The Barrels

What You Might Use

You will need Barrels for your dog to run around. You do not want 55 gallon barrels for a 20 pound dog. But if you are creative you will find something the right size for your dog. You might use three small empty metal watering buckets, or three over turned plastic 5 gallon buckets. Or you might use traffic cones or overturned small to medium trash cans. You want something that if run into by either you (training) or the dog would not get hurt on. Flower pots could be used, but are not advised. Laundry baskets might work, unless it is a windy day. For very small dogs, large empty up side down, vegetable cans might work.

You can decorate your barrels to look better for training or even just to mark them as yours so that family members won't run off with your training devises. Some items you will be able to paint others you could cover with fabric. Remember when you take photos, cuter, fancier barrels are better then a rusted out item.
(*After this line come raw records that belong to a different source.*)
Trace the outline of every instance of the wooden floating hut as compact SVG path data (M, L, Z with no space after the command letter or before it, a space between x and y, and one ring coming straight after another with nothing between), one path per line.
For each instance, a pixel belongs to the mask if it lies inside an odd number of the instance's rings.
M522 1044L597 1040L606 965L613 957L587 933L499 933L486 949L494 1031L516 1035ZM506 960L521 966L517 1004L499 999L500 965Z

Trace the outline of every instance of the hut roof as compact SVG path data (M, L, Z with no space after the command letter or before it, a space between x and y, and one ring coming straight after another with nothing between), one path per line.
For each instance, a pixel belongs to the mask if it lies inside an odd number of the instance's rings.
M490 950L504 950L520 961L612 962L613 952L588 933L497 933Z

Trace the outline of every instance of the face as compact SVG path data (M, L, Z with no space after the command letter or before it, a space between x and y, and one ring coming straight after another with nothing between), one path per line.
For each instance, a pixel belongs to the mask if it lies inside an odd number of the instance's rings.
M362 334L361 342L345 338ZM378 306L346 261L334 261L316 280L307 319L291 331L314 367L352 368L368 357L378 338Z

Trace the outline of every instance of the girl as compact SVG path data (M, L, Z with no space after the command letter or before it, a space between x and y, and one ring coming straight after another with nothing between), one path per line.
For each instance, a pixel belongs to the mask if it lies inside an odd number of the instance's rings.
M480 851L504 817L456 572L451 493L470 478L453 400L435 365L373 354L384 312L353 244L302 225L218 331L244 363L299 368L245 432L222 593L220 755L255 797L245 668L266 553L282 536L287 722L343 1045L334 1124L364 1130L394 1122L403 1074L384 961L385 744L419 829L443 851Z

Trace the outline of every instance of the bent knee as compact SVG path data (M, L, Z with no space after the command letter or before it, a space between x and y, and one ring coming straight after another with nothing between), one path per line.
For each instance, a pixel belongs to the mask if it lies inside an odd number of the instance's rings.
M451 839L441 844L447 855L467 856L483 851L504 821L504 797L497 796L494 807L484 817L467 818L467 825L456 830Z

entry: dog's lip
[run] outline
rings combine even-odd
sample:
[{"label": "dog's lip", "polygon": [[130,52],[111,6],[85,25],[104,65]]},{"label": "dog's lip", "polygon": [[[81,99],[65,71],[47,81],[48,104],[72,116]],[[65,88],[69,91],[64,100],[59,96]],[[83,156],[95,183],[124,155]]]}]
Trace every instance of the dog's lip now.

Your barrels are set up in a clover leaf pattern (photo coming) and set closer at first when you start training then they will be later in training and or at competitions.


How To Set Them Up

Barrel Racing Pattern

This is the current settings for Dog Barrel Racing. I am going to recommend that for smaller dogs the barrels or the pattern is set closer together.

When you first start training your dog, place the barrels close together in a triangle. My training barrels are set at approx. 20' apart. As your dog gets better and better in training sessions, you move the barrels out a little at a time.


Introduction To The Barrels

Frankie Introducted to the Barrels

Some dogs will do anything, aren't afraid of anything, won't pee on new items. But most, well. Some dogs are going to need to be introduced to the barrels. You will need to walk them around the barrels on leash. Let the dog sniff the barrels, or whatever you are calling barrels, but NEVER LET A MALE DOG EVEN BEGIN TO LIFT IT'S LEG! Once the dog is comfortable around the barrels real training begins.

If your dog is leery or afraid of the barrels DO NOT BABY THE DOG. If the dog receives this type of attention from acting afraid of the barrels you are teaching the dog to be afraid of the barrels and probably everything else. Just tell the dog "it's ok" and keep working the dog near then closer to the barrels.


What If They Are Peed On?

CLEAN THEM! Or your dog and every other male dog will stop to sniff and lift their leg on it again. It is a good idea, when working with a group of dogs or if you own a male dog to have a soapy water bottle and or a bucket or soapy water with cleaner and a roll of paper towels for just this sort of thing.

Really wipe down that barrel and it's bottom with soapy water, rinse if you can and maybe even dry it. Move the barrel at least a few inches after it is peed on.

Another idea is the male dog belly strap, a diaper for male dogs.

Dogs should not go potty any where near the Barrel Pattern. You should establish an area for them to go. Dogs are dogs are dogs. Take your dog to that area before starting to work with or on the barrels.

It is part of Barrel Race Dog Training to teach the dog NOT to lift a leg on the barrels or to use the area for a toilet at all.


When They Get Knocked Down

It is going to happen, you or your dog brushing up against a barrel at a fast rate, the wind blows, or the dog jumps up on one, the barrel will fall. The truth is, that is what you want, for the barrel to fall away from you rather then a hurt foot, or shoulder or head.

When a barrel falls IGNORE IT AND KEEP RUNNING. Try to hold the dog's attention. IF the dog spooks from the falling barrel do not baby or correct the dog, quickly tell the dog "everything is ok" then go right back to where you were. When the "go" is over, set the barrel back up and have the dog run the pattern again.


TAKE CARE OF YOUR BARRELS

What ever you are using for your dog to run around, and especially if you are fortunate enough to own "actual dog sized barrels", Take Care Of Them. Be sure to keep them clean and nice. Put them indoors when they are not in use, if you can at all, especially in the winter months. Keep them out of full sun during the full summer. Don't let your barrels blow away in the wind. And if you can at all, don't use them for other uses. Otherwise. Your dog may not have barrels to run the next season you are ready to train for fun or competition.